New to the forum, hello 

I own a 10+ year old Tonkinese cat, who is great, except for serious litter box issues. I will post on the forum to see if anyone can offer advice.

Thank you in advance :mrgreen:


----------



## cat face (Apr 4, 2013)

Hi Eric, welcome to the forum.
Sorry, I can't help with the litterbox issues. I've got indoor/outdoor kitties and they prefer to 'do their thing' in the great outdoors lol

But hang on there are loads on here that have great advise and loads of experience and they will be glad to help if they can!

But..
We do love pictures around here <hint> lol Can't wait to see one of your kitty


----------



## AmberH (Jul 20, 2011)

Welcome to the forum!


----------



## sweetcuddles (Jun 30, 2013)

Welcome to the forum


----------



## Catlover Danielle (Jul 31, 2013)

Welcome aboard!! And can't wait for some pics of your kitty!!


----------



## eas (Sep 9, 2012)

Here's a good one my friend shot while cat sitting.


----------



## cat face (Apr 4, 2013)

Beautiful kitty!!


----------



## eas (Sep 9, 2012)

thank you. she gets away with murder of course! haha


----------



## wallycat (Nov 10, 2012)

Gorgeous kitty!!
I hope people here can help you resolve your litter box problems.


----------



## Catlover Danielle (Jul 31, 2013)

Hi, again, Eric!
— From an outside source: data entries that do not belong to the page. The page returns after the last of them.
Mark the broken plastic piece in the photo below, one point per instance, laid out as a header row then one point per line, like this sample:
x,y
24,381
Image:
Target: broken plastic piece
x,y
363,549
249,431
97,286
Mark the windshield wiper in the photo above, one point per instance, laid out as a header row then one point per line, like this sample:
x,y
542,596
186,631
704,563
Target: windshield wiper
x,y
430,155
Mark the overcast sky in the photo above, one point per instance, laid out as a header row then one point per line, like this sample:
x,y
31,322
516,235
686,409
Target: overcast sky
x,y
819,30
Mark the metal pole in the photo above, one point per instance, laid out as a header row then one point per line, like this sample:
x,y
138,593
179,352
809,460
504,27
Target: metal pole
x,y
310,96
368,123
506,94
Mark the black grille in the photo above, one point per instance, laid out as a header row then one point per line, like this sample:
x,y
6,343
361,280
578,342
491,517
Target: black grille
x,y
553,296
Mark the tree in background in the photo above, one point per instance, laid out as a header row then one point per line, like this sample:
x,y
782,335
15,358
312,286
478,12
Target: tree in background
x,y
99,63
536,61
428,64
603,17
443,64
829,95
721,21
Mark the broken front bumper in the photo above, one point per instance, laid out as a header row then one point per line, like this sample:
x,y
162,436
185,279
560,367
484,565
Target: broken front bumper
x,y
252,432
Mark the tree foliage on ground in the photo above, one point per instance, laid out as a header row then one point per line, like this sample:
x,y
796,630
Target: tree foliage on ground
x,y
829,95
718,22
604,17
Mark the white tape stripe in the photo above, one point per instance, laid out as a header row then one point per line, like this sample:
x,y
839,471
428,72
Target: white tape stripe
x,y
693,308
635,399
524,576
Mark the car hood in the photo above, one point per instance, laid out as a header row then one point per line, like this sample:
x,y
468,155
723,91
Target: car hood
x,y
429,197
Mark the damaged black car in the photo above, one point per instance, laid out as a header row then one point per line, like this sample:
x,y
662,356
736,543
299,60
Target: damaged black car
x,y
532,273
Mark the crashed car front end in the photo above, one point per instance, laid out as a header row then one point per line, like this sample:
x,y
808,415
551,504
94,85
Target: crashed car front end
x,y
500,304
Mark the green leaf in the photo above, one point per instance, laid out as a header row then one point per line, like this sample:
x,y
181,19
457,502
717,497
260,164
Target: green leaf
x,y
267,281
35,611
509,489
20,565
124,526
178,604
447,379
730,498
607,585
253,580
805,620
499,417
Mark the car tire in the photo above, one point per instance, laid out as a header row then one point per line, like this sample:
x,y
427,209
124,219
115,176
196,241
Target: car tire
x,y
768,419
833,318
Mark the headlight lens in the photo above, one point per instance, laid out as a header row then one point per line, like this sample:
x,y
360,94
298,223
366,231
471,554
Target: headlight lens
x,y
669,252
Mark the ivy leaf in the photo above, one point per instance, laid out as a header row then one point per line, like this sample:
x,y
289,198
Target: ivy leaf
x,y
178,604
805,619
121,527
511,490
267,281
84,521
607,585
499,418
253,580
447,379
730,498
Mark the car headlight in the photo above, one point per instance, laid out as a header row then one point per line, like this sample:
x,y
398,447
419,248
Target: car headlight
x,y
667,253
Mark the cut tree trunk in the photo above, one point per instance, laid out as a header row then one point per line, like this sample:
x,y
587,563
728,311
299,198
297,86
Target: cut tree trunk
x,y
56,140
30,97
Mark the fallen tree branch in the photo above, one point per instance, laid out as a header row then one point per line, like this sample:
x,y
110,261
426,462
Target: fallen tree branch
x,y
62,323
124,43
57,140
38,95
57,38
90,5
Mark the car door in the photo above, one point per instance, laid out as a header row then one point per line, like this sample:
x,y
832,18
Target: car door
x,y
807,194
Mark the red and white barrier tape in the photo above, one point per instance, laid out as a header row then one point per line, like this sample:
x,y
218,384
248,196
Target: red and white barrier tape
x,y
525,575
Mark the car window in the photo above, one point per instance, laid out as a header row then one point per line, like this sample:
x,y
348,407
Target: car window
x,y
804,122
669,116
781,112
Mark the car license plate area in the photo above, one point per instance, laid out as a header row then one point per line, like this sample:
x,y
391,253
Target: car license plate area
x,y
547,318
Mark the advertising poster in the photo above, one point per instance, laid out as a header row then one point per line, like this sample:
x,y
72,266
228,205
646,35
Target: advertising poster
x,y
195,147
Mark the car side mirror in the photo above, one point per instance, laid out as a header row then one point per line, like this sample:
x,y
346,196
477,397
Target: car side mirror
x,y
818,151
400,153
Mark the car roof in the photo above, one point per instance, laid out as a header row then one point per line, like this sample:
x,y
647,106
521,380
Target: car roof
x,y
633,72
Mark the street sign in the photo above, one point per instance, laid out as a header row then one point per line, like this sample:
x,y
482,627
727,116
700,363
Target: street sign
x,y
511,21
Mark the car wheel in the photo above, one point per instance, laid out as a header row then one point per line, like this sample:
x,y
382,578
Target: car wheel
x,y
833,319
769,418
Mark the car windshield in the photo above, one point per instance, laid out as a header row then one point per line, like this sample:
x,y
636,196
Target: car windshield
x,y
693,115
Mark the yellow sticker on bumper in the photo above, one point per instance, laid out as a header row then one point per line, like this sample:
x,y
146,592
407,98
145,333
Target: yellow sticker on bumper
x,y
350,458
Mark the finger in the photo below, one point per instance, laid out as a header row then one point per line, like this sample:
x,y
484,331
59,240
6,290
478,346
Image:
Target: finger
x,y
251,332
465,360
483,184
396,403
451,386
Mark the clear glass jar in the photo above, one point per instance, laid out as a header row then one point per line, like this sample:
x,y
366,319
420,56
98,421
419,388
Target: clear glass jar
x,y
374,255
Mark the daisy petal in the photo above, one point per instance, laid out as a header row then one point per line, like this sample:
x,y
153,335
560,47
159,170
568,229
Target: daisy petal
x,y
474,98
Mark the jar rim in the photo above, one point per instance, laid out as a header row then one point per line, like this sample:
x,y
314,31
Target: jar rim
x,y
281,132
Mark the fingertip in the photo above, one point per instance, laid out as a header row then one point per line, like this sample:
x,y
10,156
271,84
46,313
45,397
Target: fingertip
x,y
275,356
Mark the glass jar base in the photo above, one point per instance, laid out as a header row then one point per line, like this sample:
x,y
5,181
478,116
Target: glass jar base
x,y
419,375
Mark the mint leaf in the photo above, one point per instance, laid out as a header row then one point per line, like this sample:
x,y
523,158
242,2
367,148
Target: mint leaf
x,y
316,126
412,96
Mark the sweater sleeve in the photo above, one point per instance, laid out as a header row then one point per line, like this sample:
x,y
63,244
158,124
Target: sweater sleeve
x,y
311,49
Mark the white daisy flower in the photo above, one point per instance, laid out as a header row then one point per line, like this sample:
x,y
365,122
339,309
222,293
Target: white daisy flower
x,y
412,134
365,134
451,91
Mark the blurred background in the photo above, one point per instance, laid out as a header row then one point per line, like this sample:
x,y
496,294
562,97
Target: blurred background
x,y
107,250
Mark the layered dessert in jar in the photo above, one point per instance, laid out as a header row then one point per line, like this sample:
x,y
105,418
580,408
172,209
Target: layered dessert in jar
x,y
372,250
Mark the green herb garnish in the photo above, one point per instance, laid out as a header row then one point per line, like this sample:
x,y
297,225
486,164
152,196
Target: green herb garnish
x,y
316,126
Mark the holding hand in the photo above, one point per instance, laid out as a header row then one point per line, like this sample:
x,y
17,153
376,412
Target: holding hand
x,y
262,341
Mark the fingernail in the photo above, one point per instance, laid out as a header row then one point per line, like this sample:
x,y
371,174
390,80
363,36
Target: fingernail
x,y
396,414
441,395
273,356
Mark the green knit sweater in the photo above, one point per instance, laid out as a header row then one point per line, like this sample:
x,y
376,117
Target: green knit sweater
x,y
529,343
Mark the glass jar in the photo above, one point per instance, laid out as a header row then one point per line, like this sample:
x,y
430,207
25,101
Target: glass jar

Whats your beauty's name?? I think we missed that. She is absolutely gorgeous and I can easily see why she gets away with murder! 

She looks just like my aunt's kitty named Sadie who is very spoiled & loved. Theres just something about those kitties being queens and princesses. 
I hope people can help you with the litter box issues!


----------



## eas (Sep 9, 2012)

Oh sorry about that ! her name is Isabella, "Iz" for short ha.


----------